BES2003 Nurses Session Ethical Dilemmas (3 abstracts)
Department of Paediatric Haematology/Oncology, Barts and The London School of Medicine, London, UK
Patients are increasingly anxious to know what is being done to them, and the matter of properly informed consent has become a politically sensitive topic. From a clinician's point of view there are four aspects to consider; first, consent to examination and treatment; secondly consent to the use of biological samples for research or other purposes; thirdly consent to necropsy and the retention of post-mortem material; and fourthly consent to the use of personal clinical information. The challenge is to develop protocols that respect the right to autonomy and privacy of the individual without creating barriers to research, audit and epidemiology. To achieve this requires a consensus between lawyers, politicians, civil servants, patient advocates and doctors. The process is continuing, and there are several matters surrounding the use of specimens and the confidentiality of data that are yet to be resolved by authoritative guidance from the UK Departments of Health.

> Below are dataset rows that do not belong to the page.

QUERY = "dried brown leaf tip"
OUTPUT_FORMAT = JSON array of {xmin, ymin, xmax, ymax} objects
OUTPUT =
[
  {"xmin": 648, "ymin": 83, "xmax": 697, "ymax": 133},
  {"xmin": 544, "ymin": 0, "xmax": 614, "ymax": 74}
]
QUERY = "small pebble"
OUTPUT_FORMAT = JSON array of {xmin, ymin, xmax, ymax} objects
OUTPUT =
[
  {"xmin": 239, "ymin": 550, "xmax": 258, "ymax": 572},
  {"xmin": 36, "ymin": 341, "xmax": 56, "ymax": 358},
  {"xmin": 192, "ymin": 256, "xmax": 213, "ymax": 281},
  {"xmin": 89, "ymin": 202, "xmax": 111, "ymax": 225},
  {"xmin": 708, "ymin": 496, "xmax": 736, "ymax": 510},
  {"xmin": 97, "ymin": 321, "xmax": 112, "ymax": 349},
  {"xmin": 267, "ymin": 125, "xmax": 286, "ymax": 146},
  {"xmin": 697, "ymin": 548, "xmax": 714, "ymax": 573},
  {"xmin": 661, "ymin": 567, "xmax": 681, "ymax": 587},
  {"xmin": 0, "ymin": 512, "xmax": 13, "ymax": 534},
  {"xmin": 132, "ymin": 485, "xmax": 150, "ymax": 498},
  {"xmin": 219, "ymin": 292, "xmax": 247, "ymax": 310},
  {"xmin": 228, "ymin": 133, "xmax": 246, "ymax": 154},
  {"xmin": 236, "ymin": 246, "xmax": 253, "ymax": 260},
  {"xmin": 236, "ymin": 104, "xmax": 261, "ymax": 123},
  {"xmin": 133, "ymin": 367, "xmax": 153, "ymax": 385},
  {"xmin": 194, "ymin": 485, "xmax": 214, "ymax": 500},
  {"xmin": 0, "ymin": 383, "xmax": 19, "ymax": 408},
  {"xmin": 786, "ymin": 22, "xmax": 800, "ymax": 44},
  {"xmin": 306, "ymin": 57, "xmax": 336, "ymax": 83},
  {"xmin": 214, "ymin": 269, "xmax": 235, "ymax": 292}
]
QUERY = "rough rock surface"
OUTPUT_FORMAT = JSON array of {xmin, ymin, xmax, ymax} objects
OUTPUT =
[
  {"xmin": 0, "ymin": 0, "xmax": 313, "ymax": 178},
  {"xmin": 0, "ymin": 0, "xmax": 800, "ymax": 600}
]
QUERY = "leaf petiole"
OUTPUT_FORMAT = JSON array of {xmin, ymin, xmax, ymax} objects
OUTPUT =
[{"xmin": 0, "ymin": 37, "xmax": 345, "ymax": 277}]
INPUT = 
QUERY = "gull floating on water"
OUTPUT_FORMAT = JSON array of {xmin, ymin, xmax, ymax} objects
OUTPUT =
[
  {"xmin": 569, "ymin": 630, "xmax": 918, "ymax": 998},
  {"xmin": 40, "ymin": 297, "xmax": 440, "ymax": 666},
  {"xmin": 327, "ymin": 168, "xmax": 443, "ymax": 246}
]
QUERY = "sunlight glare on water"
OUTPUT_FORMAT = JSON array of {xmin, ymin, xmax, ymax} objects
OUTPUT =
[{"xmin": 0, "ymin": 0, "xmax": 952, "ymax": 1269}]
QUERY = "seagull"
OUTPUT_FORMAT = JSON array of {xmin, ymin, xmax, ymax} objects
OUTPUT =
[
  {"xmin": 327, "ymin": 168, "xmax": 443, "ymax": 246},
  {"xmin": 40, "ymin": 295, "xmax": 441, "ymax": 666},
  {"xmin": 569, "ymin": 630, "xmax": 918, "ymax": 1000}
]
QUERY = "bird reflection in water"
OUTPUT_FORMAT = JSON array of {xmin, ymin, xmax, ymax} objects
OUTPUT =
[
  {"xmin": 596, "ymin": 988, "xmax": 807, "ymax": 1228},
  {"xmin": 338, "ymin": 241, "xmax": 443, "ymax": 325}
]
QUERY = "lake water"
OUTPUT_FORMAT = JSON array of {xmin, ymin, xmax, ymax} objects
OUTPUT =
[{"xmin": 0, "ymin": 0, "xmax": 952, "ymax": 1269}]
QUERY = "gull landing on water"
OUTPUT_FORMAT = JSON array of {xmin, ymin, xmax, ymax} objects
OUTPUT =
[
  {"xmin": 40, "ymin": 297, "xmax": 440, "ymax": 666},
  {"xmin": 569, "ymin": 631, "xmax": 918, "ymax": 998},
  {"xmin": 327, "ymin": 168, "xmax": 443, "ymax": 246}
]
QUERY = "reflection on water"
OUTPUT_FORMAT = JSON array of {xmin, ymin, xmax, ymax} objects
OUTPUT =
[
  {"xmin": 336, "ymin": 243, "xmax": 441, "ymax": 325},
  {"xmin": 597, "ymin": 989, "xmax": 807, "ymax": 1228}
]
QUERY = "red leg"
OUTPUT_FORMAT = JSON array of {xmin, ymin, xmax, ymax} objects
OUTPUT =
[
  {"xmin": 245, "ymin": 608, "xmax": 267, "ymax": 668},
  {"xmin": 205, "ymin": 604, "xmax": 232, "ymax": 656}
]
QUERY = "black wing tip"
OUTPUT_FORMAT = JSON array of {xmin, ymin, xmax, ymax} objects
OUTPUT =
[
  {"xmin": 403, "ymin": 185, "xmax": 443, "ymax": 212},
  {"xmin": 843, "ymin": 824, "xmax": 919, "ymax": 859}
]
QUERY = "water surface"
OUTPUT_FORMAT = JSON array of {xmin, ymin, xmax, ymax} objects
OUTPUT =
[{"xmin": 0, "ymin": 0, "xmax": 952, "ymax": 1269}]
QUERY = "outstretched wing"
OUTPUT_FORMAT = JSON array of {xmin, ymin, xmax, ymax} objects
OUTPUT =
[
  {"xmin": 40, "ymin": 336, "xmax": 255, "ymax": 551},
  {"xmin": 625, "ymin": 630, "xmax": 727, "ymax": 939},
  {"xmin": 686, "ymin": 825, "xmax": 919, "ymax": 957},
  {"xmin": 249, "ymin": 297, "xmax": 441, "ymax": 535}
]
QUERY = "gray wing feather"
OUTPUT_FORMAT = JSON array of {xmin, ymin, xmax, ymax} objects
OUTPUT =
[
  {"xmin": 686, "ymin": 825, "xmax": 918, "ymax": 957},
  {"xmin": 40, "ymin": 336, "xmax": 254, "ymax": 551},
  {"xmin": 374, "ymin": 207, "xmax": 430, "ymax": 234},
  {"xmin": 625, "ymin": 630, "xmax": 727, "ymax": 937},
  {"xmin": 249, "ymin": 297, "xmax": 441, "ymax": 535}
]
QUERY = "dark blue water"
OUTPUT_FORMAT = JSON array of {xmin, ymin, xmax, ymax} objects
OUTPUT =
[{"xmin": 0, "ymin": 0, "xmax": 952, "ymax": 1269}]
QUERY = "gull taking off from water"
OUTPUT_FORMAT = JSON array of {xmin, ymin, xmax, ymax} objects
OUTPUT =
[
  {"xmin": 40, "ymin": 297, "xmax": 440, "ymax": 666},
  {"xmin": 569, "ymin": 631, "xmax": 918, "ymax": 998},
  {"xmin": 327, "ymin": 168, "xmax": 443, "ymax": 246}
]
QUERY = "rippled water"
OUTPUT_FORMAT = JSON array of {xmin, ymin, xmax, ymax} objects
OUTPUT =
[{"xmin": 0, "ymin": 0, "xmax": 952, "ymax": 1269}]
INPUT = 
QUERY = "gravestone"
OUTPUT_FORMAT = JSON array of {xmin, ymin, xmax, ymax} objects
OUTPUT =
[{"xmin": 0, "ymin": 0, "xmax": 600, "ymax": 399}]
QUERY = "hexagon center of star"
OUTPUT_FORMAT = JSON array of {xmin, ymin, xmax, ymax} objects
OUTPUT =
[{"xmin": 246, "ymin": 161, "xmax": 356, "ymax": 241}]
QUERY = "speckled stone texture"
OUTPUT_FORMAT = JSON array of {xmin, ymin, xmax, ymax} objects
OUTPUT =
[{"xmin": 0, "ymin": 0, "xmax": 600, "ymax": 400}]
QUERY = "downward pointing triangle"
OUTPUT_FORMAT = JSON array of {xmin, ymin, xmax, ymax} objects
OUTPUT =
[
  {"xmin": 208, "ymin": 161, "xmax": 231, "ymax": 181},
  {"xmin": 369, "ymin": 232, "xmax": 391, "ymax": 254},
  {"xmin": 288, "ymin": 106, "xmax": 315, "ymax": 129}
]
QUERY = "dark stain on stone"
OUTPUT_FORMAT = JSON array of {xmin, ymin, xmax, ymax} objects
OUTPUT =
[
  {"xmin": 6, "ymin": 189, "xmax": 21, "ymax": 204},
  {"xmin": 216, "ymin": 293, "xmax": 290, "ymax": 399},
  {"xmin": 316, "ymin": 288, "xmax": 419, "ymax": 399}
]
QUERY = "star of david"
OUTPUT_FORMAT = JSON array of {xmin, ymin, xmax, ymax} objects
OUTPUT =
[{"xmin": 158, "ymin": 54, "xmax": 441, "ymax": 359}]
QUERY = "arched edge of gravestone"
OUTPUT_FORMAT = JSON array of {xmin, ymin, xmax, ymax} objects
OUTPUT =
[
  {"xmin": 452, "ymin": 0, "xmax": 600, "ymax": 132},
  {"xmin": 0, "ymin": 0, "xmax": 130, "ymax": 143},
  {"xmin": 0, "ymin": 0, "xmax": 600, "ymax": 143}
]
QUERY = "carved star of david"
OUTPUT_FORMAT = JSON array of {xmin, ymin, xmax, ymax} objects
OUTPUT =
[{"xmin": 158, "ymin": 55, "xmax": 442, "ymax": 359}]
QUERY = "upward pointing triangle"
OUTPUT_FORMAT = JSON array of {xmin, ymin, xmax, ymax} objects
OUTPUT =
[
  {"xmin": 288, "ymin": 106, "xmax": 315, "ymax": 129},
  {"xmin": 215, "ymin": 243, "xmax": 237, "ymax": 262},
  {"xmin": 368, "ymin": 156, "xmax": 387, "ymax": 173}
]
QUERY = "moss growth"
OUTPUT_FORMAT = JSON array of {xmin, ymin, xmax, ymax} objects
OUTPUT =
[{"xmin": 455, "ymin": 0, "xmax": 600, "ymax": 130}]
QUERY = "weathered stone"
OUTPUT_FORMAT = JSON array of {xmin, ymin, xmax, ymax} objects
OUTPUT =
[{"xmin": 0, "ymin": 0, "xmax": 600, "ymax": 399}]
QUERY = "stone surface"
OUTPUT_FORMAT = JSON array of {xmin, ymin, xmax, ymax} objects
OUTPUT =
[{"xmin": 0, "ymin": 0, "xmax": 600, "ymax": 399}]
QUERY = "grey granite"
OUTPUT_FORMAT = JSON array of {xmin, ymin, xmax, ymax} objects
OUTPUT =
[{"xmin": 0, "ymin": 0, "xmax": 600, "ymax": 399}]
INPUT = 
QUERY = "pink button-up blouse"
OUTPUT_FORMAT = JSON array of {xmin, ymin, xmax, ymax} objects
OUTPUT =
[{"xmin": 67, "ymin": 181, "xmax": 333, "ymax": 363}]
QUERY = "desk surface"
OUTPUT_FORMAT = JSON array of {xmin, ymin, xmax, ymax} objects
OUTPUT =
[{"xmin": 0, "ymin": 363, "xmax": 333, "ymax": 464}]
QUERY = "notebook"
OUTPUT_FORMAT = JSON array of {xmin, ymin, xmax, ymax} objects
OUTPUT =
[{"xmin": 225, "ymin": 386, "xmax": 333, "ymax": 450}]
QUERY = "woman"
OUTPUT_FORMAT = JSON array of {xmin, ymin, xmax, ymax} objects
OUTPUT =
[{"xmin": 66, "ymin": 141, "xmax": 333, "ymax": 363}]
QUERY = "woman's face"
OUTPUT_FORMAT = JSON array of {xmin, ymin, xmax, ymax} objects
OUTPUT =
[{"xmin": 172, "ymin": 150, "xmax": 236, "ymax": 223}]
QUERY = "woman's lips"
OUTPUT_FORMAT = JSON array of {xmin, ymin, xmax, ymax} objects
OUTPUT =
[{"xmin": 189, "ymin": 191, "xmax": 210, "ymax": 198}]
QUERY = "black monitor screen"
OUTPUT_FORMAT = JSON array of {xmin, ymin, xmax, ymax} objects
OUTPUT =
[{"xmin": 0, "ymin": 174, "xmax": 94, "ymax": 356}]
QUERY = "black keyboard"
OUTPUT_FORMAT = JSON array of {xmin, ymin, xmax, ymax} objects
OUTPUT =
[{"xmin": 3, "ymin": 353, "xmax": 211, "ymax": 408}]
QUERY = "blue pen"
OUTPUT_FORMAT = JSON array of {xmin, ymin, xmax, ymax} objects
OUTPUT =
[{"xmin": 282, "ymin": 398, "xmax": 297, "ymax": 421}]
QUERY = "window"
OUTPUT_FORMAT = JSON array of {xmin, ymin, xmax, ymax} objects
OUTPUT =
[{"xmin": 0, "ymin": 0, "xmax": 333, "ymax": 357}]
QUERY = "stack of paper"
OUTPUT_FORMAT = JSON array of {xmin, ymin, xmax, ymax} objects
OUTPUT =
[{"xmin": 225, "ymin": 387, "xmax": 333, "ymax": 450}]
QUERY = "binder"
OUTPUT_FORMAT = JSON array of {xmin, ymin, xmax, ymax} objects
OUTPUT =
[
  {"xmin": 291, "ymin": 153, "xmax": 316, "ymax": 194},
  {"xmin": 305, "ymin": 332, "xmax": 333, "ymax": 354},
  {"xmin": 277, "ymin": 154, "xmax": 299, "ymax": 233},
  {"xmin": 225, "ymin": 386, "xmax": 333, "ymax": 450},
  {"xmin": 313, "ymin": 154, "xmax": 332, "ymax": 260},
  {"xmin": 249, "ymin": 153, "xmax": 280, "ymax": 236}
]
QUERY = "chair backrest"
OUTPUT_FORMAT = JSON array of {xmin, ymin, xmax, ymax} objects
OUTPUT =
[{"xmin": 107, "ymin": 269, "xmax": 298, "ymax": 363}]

Despite all the current confusion, there is a single guiding principle on consent that clinicians can seize upon. This is the simple need to get patients to understand and agree to any proposed treatment or examination, or the use of any samples or data. Few refuse, and it need not be a laborious process. The secret about the use of samples or data is to think about it in advance. Where patients cannot understand, the need is to gain the support of the immediate family, or parents in the case of children. And when patients have died, there is a similar need for the family to understand and agree to any post-mortem studies outside those required by a coroner or fiscal.
All this might seem obvious, but the interpretation of the word 'understand' has changed in recent years. And agreement without understanding is, of course, not consent.